Despite the global trend toward brevity, there is a visible appetite for the "slow burn." The recent viral success of Sharique Shamsudheen’s deep-dive interview with Leader of Opposition V.D. Satheesan is a primary data point. In an ecosystem designed for 60-second retention, a calm, hour-long political conversation managed to captivate a massive demographic.

Similarly, the popularity of podcasts like The Erci Podcast and Uppu suggests that the youth are not merely seeking entertainment; they are seeking the very context that Reels strip away. They are willing to listen.

The Theology of Attention: Sabr vs. Ajala

This resistance is not just a media preference; it is a spiritual necessity. The crisis of the modern "Reel" world is arguably a crisis of Ajala (haste). The algorithm mimics the human impulse for quick judgment—we want the fatwa in 15 seconds, the political solution in a headline, the moral verdict in a meme.

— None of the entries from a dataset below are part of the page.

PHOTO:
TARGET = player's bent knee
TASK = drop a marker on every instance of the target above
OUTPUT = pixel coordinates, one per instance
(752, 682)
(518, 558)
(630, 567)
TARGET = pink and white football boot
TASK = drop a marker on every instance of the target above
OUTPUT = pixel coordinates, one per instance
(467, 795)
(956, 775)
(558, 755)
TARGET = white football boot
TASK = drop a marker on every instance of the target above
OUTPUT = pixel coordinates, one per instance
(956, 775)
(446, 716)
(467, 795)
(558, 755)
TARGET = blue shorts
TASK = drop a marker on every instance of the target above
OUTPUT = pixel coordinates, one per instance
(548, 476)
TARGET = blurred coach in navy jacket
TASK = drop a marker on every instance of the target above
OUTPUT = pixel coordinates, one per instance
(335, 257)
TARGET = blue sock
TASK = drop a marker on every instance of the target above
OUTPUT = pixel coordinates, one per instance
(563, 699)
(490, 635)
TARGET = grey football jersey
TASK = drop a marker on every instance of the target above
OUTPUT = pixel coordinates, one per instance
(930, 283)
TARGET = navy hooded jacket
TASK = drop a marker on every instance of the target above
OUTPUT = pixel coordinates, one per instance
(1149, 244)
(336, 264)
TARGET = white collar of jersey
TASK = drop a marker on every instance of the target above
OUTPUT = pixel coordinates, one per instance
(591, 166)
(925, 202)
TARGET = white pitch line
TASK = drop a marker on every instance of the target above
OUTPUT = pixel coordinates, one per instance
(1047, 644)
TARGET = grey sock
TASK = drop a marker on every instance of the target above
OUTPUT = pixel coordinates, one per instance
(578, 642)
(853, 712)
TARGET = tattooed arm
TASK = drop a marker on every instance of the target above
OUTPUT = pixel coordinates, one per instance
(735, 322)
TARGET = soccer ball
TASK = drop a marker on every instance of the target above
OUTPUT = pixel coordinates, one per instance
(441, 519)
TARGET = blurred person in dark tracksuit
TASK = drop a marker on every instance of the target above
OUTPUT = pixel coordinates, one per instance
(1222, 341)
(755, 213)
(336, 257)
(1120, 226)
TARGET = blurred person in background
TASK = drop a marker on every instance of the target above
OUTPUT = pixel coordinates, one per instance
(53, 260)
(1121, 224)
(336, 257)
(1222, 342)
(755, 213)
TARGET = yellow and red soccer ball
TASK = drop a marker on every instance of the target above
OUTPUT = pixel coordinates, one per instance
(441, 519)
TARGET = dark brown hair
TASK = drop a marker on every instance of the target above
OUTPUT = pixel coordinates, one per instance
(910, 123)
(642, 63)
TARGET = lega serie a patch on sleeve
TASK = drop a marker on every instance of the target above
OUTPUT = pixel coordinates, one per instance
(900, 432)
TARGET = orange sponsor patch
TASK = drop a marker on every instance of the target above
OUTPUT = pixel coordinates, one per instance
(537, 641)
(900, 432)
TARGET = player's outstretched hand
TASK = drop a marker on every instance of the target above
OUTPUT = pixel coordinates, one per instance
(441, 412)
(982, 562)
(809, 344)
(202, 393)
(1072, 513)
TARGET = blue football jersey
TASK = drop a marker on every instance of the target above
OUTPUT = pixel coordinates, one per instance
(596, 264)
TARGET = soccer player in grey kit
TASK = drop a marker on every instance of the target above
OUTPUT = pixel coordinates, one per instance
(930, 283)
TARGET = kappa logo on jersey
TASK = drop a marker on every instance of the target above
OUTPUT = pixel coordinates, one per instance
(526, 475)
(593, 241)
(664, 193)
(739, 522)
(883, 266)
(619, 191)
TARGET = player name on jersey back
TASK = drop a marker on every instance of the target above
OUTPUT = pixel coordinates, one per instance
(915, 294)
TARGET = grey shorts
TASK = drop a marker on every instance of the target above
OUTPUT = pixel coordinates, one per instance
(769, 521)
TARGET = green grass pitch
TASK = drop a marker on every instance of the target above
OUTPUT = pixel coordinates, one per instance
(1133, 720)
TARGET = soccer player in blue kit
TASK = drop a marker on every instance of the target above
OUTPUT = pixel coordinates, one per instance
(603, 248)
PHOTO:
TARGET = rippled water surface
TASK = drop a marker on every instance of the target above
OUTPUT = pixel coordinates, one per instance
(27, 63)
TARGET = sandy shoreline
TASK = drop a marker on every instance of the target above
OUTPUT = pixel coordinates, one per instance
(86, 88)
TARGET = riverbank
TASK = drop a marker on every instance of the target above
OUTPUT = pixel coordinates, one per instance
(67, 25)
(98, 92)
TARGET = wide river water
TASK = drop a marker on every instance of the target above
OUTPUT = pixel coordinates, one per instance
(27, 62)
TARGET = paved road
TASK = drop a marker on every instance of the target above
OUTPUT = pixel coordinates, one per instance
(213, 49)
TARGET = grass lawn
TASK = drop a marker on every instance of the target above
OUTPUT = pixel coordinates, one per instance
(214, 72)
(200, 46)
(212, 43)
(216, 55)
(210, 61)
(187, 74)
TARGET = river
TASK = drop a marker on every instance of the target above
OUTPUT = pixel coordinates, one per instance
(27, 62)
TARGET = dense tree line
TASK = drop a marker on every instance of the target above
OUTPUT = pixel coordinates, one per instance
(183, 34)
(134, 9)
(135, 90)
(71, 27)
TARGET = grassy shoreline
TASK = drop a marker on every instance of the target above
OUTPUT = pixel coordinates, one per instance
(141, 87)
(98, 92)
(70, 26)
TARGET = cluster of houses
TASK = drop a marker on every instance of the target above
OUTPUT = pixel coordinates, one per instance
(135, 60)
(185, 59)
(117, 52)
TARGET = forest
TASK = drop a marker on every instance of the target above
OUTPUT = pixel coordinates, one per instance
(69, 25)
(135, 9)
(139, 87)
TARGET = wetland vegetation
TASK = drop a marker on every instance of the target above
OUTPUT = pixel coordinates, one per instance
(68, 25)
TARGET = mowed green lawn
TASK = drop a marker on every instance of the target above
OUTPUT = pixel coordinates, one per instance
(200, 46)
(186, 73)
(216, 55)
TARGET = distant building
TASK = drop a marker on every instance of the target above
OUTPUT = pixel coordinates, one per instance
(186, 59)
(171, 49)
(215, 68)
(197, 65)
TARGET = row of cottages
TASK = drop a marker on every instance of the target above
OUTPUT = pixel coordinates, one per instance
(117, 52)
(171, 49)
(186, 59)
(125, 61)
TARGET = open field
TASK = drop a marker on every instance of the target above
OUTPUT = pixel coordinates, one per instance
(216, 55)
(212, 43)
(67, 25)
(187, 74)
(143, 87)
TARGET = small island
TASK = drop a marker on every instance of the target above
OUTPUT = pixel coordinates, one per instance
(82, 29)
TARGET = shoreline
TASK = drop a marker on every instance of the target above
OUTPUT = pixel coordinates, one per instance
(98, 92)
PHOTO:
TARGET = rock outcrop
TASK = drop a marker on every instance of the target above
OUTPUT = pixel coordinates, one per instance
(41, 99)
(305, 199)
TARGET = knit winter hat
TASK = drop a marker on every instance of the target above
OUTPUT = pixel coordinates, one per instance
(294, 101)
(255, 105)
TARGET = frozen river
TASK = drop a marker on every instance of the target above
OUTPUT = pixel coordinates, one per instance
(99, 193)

But true knowledge (Ilm) in the Islamic tradition—and indeed in all serious intellectual traditions—is inseparable from Sabr (patience). Sartre’s 800 pages required patience. Understanding Foucault’s theory of power required patience.

Religious institutions in Kerala are recognizing this too. We are seeing a structural shift with initiatives like the Quriosity podcast from Darul Huda Islamic University and the storytelling of creators like Afnan Kidangayam. These are not just content; they are attempts to reintroduce "friction" into learning. They force the listener to sit, wait, and process—reclaiming the context that the digital age stole.

Conclusion

The contrast is stark. On one side, we have the global drift toward pseudo-intellectualism, where thinkers are reduced to performers and ideas are reduced to soundbites. On the other, we have a localized, perhaps subconscious, attempt by Kerala’s youth to reclaim depth.

To choose a 40-minute podcast over forty 1-minute Reels is a small act of rebellion. It is a refusal to let the algorithm dictate the pace of our thoughts. It is a return to the "Sartrean" effort of understanding, fueled by the spiritual discipline of Sabr. In a world drowning in noise, the willingness to listen long and deep is the only way to keep the intellect alive.